# 1. Introduction

In this blog post, we'll solve the "Maximum Contiguous Subarray Sum" problem, a fundamental question in the world of algorithms and data structures. This problem is often encountered in coding interviews and is key to understanding dynamic programming concepts in Java.

## Problem

Given an array of integers, the objective is to find the contiguous subarray (containing at least one number) that has the largest sum and return that sum.

Example:

Input: [-2,1,-3,4,-1,2,1,-5,4],

Output: 6

Explanation: The subarray [4,-1,2,1] has the largest sum = 6.

# 2. Solution Steps

1. Initialize two integer variables: one to store the maximum subarray sum (maxSum) and the other to keep track of the current sum (currentSum).

2. Iterate through the array, adding each element to the currentSum.

3. If currentSum becomes greater than maxSum, update maxSum.

4. If currentSum becomes negative, reset it to zero.

5. Continue this process until the end of the array.

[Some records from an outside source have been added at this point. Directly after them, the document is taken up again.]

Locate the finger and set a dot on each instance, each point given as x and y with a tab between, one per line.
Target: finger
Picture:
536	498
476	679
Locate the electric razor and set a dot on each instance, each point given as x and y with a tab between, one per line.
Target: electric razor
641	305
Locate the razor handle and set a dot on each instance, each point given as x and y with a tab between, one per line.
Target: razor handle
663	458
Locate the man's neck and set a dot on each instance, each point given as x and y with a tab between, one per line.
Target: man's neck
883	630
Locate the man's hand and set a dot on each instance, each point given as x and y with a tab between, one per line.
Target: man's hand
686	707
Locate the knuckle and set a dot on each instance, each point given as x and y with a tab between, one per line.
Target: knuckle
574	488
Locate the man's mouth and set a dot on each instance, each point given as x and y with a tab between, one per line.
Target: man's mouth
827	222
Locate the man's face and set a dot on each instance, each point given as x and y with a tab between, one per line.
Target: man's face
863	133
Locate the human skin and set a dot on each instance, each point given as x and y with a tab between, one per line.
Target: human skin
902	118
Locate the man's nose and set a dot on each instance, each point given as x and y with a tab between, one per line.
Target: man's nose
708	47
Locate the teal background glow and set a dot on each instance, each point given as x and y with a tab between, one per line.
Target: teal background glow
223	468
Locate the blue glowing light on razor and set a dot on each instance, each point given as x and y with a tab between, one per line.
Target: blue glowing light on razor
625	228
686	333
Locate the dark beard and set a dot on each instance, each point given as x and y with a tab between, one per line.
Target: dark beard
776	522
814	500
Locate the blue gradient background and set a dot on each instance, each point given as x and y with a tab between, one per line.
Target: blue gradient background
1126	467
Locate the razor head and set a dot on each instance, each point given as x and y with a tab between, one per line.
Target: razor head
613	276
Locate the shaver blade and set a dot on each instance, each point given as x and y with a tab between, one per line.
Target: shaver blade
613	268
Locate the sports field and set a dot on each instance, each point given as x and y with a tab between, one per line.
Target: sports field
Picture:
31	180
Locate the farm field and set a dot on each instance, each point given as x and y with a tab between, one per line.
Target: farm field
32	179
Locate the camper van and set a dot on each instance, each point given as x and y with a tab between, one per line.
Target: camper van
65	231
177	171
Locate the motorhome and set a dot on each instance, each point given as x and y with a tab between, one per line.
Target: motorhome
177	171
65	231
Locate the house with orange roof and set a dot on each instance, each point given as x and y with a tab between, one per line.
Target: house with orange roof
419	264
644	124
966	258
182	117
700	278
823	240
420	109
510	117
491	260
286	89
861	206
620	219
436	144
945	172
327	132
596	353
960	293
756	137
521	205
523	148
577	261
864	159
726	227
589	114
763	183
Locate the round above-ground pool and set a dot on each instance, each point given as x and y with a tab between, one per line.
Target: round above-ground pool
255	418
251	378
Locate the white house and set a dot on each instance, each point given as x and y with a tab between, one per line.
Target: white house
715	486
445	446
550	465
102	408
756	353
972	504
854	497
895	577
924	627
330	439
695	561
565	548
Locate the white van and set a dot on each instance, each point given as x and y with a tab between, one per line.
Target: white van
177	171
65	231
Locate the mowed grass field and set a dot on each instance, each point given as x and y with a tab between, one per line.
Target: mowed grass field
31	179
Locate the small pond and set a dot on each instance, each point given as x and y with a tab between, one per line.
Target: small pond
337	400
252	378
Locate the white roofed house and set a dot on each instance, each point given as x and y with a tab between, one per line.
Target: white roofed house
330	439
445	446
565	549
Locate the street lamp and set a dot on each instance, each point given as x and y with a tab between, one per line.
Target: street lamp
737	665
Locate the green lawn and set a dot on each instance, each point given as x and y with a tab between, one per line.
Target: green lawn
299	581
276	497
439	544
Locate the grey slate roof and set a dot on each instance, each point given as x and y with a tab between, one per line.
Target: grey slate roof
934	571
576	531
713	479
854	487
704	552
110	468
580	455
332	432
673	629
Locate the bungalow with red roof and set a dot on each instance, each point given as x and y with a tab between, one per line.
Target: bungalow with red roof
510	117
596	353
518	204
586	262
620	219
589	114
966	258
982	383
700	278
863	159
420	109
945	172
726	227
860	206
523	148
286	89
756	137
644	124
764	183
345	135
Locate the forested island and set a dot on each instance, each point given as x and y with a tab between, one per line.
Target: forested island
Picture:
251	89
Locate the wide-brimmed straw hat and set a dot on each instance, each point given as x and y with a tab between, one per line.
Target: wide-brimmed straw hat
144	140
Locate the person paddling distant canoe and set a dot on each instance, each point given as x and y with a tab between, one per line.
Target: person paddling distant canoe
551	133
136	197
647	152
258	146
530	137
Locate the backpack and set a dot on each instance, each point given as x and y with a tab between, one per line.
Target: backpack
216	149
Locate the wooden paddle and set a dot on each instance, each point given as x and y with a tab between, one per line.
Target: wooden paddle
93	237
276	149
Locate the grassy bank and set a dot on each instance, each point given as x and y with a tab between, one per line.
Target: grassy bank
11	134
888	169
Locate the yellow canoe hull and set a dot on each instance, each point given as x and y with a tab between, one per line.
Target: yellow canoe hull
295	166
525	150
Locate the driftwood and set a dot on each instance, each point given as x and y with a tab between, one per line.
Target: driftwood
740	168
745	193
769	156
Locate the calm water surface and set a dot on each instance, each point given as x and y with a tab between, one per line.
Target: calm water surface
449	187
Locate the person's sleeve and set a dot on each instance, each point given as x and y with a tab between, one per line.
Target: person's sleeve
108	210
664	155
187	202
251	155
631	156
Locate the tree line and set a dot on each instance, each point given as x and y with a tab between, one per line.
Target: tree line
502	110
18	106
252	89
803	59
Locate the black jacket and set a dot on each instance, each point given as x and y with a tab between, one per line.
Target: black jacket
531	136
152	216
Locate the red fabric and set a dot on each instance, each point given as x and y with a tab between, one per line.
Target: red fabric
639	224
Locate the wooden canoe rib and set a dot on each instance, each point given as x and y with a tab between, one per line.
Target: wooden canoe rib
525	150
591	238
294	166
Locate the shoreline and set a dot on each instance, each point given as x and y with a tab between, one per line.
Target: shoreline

6. Return maxSum, which holds the maximum subarray sum.

# 3. Code Program

``````public class Solution {
// Method to find the maximum contiguous subarray sum
public int maxSubArray(int[] nums) {
int maxSum = nums[0]; // Initialize maxSum to the first element
int currentSum = nums[0]; // Initialize currentSum to the first element

// Iterate through the array starting from the second element
for (int i = 1; i < nums.length; i++) {
currentSum = Math.max(nums[i], currentSum + nums[i]); // Update currentSum
maxSum = Math.max(maxSum, currentSum); // Update maxSum if currentSum is larger
}

return maxSum; // Return the maximum subarray sum
}

// Main method for testing
public static void main(String[] args) {
Solution solution = new Solution();
int[] inputArray = {-2, 1, -3, 4, -1, 2, 1, -5, 4};
int result = solution.maxSubArray(inputArray);
System.out.println("Maximum Subarray Sum: " + result); // Print the result
}
}

``````

### Output:

```Maximum Subarray Sum: 6
```

### Explanation:

Given the input array [-2,1,-3,4,-1,2,1,-5,4], the maxSubArray method finds the contiguous subarray with the largest sum. In this case, the subarray [4,-1,2,1] provides the largest sum of 6. The method iterates through the array, dynamically calculating the current sum and updating the maximum sum when a larger sum is found. This approach effectively solves the problem with a time complexity of O(n), where n is the length of the array.